И тут я сразу понял — конечно же, что я за глупый shut, как я раньше-то не догадался, что были ведь еще и уколы в ruker!
— А! — вскричал я. — А, все понял! Вонючий kal, подлые трюкачи! Предатели, pidery заразные, больше у вас это не пройдет!
— Я рад, что вы заявили протест, — сказал доктор Бродский. — Теперь у нас по этому поводу полная ясность. Но мы ведь можем вводить в ваш организм вакцину Людовика и другими путями. Через пищу, например. Но подкожные инъекции лучше всего. И не надо против этого бороться, я вас умоляю. Толку от вашего сопротивления не будет. Вы все равно нас не пересилите.

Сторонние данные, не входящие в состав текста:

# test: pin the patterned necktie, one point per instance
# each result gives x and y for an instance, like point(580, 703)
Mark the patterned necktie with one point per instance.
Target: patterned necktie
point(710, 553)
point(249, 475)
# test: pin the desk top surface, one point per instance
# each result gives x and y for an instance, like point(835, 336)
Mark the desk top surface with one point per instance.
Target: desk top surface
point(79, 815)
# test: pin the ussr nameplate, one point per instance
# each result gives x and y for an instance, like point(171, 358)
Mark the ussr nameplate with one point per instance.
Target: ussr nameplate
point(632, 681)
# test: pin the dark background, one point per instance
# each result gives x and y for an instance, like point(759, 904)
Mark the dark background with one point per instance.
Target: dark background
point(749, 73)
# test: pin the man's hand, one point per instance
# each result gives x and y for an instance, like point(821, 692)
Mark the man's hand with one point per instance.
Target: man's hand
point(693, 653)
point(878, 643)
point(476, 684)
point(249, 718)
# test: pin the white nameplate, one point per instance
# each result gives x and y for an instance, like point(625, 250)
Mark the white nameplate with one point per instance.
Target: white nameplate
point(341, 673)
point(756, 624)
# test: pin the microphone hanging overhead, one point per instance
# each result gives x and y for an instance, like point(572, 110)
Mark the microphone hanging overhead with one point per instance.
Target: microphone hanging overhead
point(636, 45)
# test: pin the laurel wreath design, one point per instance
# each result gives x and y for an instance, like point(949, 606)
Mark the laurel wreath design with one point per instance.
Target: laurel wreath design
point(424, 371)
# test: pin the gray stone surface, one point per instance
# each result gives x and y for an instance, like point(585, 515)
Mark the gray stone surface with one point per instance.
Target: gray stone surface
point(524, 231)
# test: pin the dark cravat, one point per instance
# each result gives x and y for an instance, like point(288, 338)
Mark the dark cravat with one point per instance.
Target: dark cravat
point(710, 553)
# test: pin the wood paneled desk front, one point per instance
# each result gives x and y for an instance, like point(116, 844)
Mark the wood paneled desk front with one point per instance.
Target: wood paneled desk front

— Грязные vyrodki, — со всхлипом проговорил я. Потом более жестко: — Я не возражаю, пускай будет насилие и всякий прочий kal. С этим я уже смирился. Но насчет музыки это нечестно. Нечестно, чтобы я становился больным, когда слушаю чудесного Людвига вана, Г. Ф. Генделя или еще кого-нибудь. Так делать могут только злобные svolotshi, я никогда вас не прощу за это, kozly!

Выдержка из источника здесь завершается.